As part of my phyloinformatics course I've put together a simple browser to navigate through TreeBASE. The inspiration comes from genome browsers (e.g., the UCSC Genome Browser) where the genome is treated as a linear set of co-ordinates, and features of the genome are displayed as "tracks".

Hgt genome 596a ac7fe0

For my browser, I've used the order in which nodes appear in the NCBI tree as you go from left to right as the set of co-ordinates (actually, from top to bottom as my browser displays the co-ordinate axis vertically).

Browser

I then place each TreeBASE tree within this classification by taking the TreeBASE → NCBI mapping provided by TreeBASE and finding the "majority rule" taxon for each tree (in a sense, the taxa that summarises what the tree is about). Each tree is represented by a vertical line depicting the span of the corresponding NCBI taxon (corresponding to a "track" in a genome browser). Taking the majority-rule taxon rather than say, the span of the tree, makes it possible to pack the vertical lines tightly together so that they take up less space (the ordering from left to right is determined by the NCBI taxonomy).

If you mouse-over a vertical bar you can see the title of the study that published the tree. If you click on the vertical bar you'll see the tree displayed on the right (if your web browser understands SVG, that is). If you click on the background you will drill down a level in the NCBI classification. To go back up the classification, click on the arrow at the top left of the browser.

This is all very preliminary, but you can take it for a spin at http://iphylo.org/~rpage/phyloinformatics/treebase/.

Below is a short video walking you through some examples.

BLAST a sequence and get a tree

For this weeks sessions of my phyloinformatics course I'm developing some phylogeny tools. The first is a simple AJAX-based BLAST tool. I've always wanted a quick way to see a GenBank sequence in its phylogenetic context, so I've built a simple tool to that takes a GenBank accession number or GI number, submits a BLAST job, retrieves the sequences, aligns them using CLUSTALW, builds a quick and dirty neighbour-joining tree using PAUP*, then displays the tree using SVG (if your browser doesn't support this you won't see the tree).
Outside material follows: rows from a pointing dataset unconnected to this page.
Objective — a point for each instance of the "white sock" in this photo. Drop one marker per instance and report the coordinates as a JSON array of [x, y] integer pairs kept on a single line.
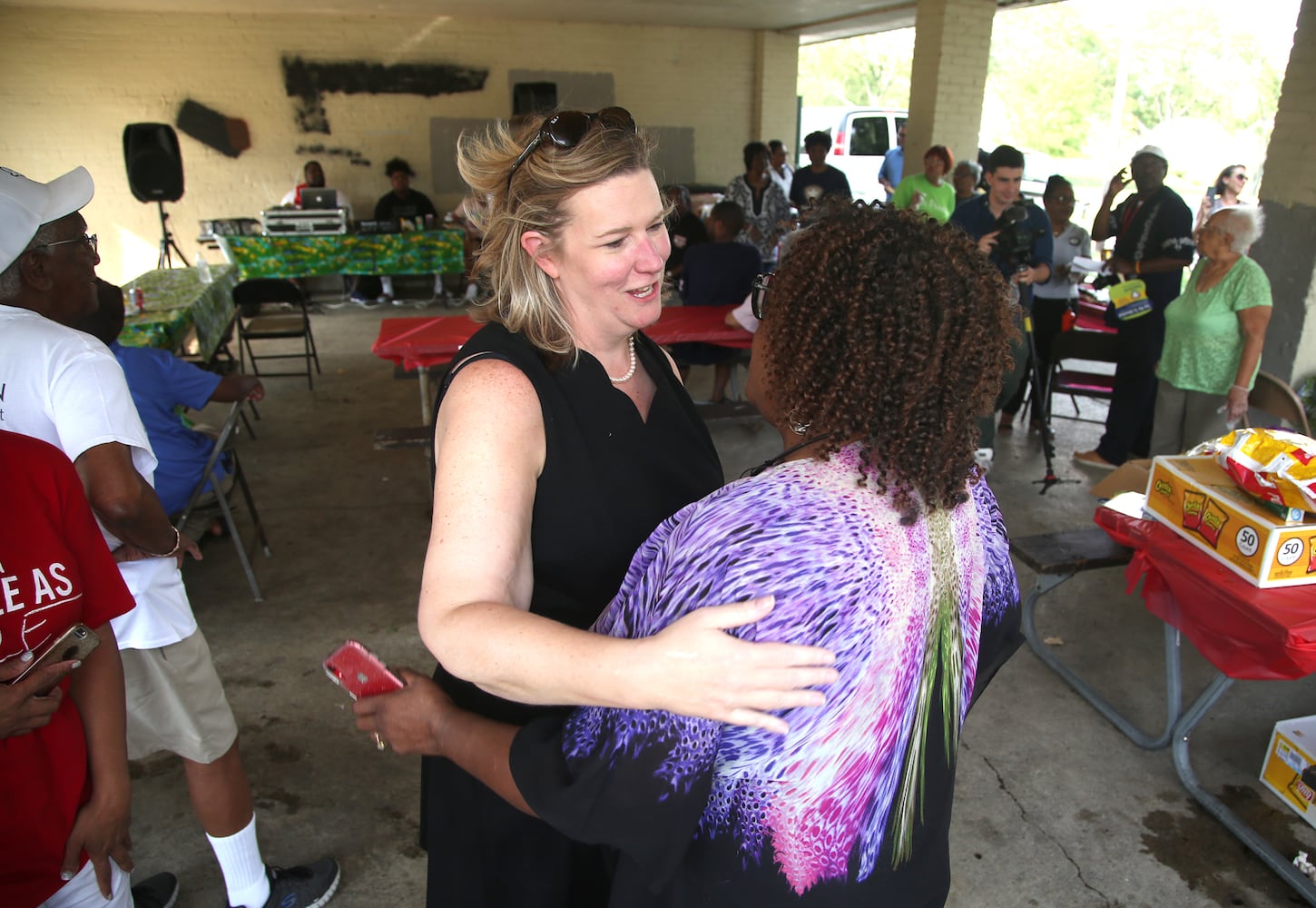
[[243, 870]]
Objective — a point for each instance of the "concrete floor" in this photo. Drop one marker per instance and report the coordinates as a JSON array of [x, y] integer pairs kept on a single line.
[[1053, 808]]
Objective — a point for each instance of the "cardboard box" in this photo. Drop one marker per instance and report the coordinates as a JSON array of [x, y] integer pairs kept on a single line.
[[1196, 499], [1129, 477], [1292, 749]]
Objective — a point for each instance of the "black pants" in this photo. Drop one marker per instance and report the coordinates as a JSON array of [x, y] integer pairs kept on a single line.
[[1047, 315], [1128, 425]]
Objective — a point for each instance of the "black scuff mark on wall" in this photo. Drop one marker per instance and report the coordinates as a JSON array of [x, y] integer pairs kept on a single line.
[[321, 150], [309, 82]]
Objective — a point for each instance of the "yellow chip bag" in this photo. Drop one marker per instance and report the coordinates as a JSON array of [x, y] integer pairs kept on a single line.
[[1274, 465]]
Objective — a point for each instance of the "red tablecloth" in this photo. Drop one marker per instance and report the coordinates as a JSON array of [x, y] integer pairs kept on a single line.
[[417, 342], [1246, 632]]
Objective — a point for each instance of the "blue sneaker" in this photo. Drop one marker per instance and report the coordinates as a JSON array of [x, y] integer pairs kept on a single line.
[[158, 891], [303, 887]]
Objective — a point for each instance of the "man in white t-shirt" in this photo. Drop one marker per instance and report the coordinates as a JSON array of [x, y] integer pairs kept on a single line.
[[66, 389]]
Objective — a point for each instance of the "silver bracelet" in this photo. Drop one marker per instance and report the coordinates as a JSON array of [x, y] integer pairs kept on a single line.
[[178, 544]]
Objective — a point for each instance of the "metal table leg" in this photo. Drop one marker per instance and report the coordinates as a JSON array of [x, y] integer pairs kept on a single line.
[[1213, 805], [1173, 682], [424, 395]]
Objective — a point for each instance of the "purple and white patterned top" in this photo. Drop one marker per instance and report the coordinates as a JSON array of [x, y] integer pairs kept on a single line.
[[854, 802]]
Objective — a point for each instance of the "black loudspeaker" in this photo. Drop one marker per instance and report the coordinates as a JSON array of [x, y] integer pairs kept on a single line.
[[154, 162]]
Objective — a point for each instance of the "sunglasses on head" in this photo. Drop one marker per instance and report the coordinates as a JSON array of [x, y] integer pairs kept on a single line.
[[757, 296], [567, 128]]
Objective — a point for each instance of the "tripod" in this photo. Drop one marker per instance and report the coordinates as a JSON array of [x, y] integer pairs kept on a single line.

One use for this is to quikcly get a sense of whether an unnamed ("dark") taxon is related to sequences that have been identified.

Nothing fancy, but it was a chance to display the whole process in the browser without opening new windows or refreshing the page. Here's an example for the GenBank sequence FJ559186:



For the technically-minded, the calls to BLAST and the alignment and tree construction tools all use AJAX, and there's a simple Javascript timer to countdown the seconds that the NCBI BLAST web service estimates the BLAST job will take, before we poll NCBI to see if the job has in fact finished. The code is in GitHub.